人が、人が三十、四十人も入り乱れ、倒れている。細い路地に密集した死体。近づくと異臭を漂わせていた。
惨い。黒い。これが黒の惨状———。
「…行くぞ…」
秋久は目を細めたまま、皐月の肩を押した。あれだけの惨状をみて、小さな悲鳴一つとは、なかなか肝が据わっていると秋久は思った。今、自分自身一人なら、泣きじゃくっていたかもしれないと情けなくも感じた。
「お前らはそこで止まっていろ」
日の光から隠れるように進んでいくと、老人がストップをかける。
言われた通り止まっていると、五分たっても老人は戻ってこなかった。さすがに黙っていられなくなった秋久は、皐月に「ちょっと見てくる」といって、老人を追いかける。

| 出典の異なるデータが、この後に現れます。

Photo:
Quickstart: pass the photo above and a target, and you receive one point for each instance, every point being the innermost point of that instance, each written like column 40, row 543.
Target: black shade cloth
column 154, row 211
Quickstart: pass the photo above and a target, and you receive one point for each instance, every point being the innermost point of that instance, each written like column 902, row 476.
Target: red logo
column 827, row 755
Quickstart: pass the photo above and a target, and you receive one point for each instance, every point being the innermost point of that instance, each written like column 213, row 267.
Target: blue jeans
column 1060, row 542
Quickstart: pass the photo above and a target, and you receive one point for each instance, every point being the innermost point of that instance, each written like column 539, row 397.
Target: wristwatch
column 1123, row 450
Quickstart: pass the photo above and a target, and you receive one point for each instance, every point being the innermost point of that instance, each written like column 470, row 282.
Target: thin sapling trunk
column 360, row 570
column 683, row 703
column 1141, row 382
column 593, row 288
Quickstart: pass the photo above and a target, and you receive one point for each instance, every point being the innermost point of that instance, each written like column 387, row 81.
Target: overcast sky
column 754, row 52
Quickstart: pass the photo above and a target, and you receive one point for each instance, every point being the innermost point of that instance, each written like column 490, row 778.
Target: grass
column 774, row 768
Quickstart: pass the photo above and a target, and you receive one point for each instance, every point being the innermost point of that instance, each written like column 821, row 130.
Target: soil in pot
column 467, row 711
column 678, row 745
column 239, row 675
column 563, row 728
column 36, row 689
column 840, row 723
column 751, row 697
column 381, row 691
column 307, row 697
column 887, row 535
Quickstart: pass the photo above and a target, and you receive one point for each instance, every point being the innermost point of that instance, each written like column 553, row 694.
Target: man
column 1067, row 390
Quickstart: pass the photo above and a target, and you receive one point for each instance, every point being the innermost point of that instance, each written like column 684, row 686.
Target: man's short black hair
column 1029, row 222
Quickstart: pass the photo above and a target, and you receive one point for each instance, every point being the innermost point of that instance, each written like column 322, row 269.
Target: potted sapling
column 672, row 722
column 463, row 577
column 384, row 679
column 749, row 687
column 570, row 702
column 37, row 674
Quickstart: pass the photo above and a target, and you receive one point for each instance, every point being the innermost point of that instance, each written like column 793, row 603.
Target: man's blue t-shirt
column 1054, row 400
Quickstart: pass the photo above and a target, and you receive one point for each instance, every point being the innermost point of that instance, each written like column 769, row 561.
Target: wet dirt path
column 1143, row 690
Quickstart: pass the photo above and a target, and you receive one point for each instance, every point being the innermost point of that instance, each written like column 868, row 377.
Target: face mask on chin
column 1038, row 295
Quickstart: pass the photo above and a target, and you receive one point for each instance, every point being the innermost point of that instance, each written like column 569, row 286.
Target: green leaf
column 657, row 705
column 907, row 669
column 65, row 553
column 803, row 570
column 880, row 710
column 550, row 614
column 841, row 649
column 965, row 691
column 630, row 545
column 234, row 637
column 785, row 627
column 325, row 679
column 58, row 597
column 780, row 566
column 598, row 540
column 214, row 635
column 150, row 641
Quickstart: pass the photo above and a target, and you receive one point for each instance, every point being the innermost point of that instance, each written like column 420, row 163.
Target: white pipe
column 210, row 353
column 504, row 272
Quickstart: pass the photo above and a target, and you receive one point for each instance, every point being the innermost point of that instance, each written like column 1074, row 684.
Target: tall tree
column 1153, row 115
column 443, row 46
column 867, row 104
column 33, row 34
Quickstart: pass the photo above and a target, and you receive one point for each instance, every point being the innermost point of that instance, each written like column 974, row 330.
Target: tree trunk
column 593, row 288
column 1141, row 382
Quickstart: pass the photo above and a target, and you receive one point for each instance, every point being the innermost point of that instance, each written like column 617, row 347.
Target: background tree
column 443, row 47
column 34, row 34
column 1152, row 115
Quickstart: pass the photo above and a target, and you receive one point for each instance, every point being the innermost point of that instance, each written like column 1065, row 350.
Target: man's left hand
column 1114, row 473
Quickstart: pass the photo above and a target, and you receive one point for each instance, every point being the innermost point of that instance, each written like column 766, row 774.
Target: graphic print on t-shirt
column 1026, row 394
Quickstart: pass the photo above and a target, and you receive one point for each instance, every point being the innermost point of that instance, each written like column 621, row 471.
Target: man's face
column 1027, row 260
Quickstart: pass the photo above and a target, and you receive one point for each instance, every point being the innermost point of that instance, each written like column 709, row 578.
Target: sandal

少し進むと、老人の影があった。老人は建物の影から、大通りをじっと見つめているようだった。
「おい。どうしたんだ」
「静かにしろ」
老人は吐息のような声でいう。秋久は老人に近づく。改めて小さな声で言った。
「どうしたんだよ」
そういうと、老人は一歩下がって、秋久を無言で見た。秋久は老人の目をみて、なんとなく流れで理解した。
秋久はそっと建物の影から、日の当たる大通りを見た。太陽はいつの間にか地を照らしていた。
「……!」
すぐに一歩下がり、目を見開いたまま、老人を見た。